Most studies of cardiac late potentials (LPs) recorded from the body surface use signal processing definitions to characterize these abnormal ventricular potentials. For many years, the focus of the clinical studies have been on those signals that outlast the QRS complex; however, cardiac mapping studies have clearly identified that the such abnormal activation occurs during the QRS complex as well and can be distinguished from normal QRS potentials using advanced signal processing tools. Thus, both the abnormal intra-QRS potentials and the LP represent a continuum of the same signal sources.
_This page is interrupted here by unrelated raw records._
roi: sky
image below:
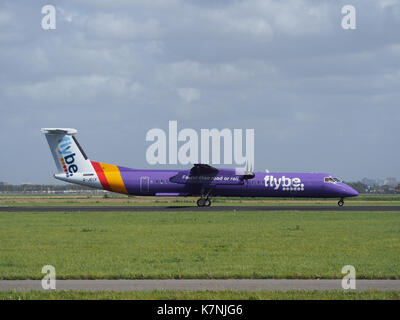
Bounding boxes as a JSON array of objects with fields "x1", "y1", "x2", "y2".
[{"x1": 0, "y1": 0, "x2": 400, "y2": 184}]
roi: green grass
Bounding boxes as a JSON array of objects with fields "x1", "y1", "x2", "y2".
[
  {"x1": 0, "y1": 211, "x2": 400, "y2": 279},
  {"x1": 0, "y1": 290, "x2": 400, "y2": 300},
  {"x1": 0, "y1": 194, "x2": 400, "y2": 207}
]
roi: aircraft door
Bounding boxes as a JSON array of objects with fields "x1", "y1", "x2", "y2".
[{"x1": 140, "y1": 177, "x2": 150, "y2": 193}]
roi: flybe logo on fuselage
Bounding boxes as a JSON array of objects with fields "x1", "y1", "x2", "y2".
[
  {"x1": 264, "y1": 175, "x2": 304, "y2": 191},
  {"x1": 57, "y1": 136, "x2": 78, "y2": 178}
]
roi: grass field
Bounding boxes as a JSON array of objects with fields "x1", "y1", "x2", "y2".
[
  {"x1": 0, "y1": 290, "x2": 400, "y2": 300},
  {"x1": 0, "y1": 210, "x2": 400, "y2": 279},
  {"x1": 0, "y1": 194, "x2": 400, "y2": 207}
]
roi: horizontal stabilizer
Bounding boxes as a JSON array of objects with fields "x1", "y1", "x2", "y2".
[{"x1": 40, "y1": 128, "x2": 78, "y2": 135}]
The electrogram recordings of these signals are often characterized as multiphasic with ambiguous/multiple depolarization times spanning tens of milliseconds within very short distances (b1.0 mm). The biophysical basis for these ambiguities does not fit conventional theories of cardiac propagation. This work examines the role that myofibroblasts (MFs) may play in facilitating conduction and producing very long conduction delays (10-30 milliseconds) between populations of close but isolated regions of normal cells. The prerequisite element of this hypothesis is that the MF can express gap junction proteins that align with the corresponding proteins in the myocardial cells. Membrane responsiveness studies of the MF did not detect, as expected, any ion channels capable of producing significant transmembrane currents or depolarizing potentials. However, in tissue-cultured preparations of neonatal mouse myocytes, a nonconducting gap (200-400 μm) was seeded with MF, and this gap was electrotonically bridged by the MF resulting in conduction velocities of 0.1 m/s. Such passive cell mediation of cardiac conduction would provide a biophysical explanation of LP as well as forming the basis of several hypothesized mechanisms of cardiac arrhythmias, such as microreentry. A fiber model using a series of coupled Luo-Rudy cardiac cell models was interspersed with a simple resistor-capacitor model of the MF, which then demonstrated a range of conduction disorders including excessive delays (N30 milliseconds) and decremental conduction. Hence, the role of this passive cell coupling in the generation of abnormal patterns of conduction as well as arrhythmogenesis has yet to be fully determined but may in fact define another mechanism of cardiac conduction.